Secondly, what is highly disturbing is that inward inflows of remittances during the first six months of the current fiscal year are lower than the comparable period of the year before – 13.4 billion dollars this year against 2022’s 14.417 billion dollars - a decline of nearly 7 percent. It is relevant to note that Dar took oath on 27 September 2022 and hence the control of the rupee did not begin till October 2022 and therefore the recent rise in remittance inflows should not be a source of comfort for the stakeholders.

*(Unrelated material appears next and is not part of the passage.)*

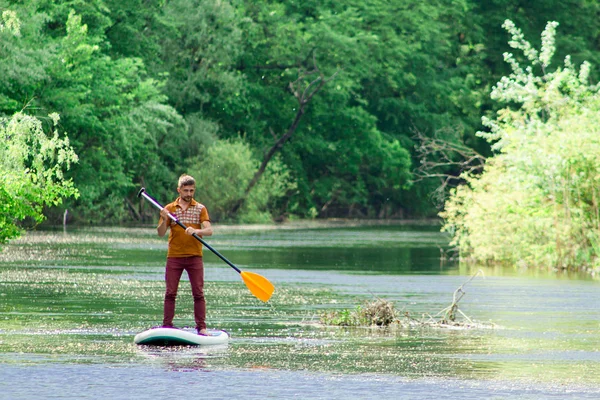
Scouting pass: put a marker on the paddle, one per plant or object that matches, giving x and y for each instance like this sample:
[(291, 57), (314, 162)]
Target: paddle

In addition, it is also concerning that the inflow rise is sourced to European countries rather than from the two existing major sources of remittance inflows - Saudi Arabia and the United Arab Emirates - countries which remained a primary source of remittances for Pakistan - though inflows from the two countries suffered a significant decline in the first six months of the current year, from Saudi Arabia remittance inflows declined by 8.9 percent and from the UAE by 10.9 percent. In the case of Saudi Arabia it is pertinent to mention that unlike the previous practice it has now started allowing some more categories of workers to live with their families in the kingdom. This is bound to adversely impact remittance flows back home.
And finally, focusing on a percentage rise rather than on total inflows appears to be an attempt to undermine the post-Covid-19 importance of remittance inflows as a percentage of the desired foreign exchange earnings particularly as they surpassed exports in fiscal year 2021.
In December 2021 remittance inflows were a high of 2520.4 million dollars against the 2381.5 million dollars in December 2023 – or a decline of nearly 6 percent. And this decline in spite of the decision announced by the Caretaker finance minister dated 15 September 2023 that an unbudgeted 80 billion rupees would be allocated to re-energize the flow of remittances through official channels.
Twenty billion rupees was released to the State Bank of Pakistan the next day, with no further reported disbursements on this account, however other than claiming an uptick in remittance inflows due to measures taken there is no update on how the taxpayers’ money was spent and whether the rise in inflows in December 2023 is seasonal or due to the disbursed 20 billion rupees or indeed due to meeting the IMF prior Stand-By Arrangement condition to ensure a market-determined exchange rate.
While one can understand the need to present data in a positive light for the economic team leaders, a fact that can be supported by focusing on percentages when the totals are low, yet there is a need to carefully balance this approach with the limitations it may place on the team leaders to take appropriate timely mitigating measures.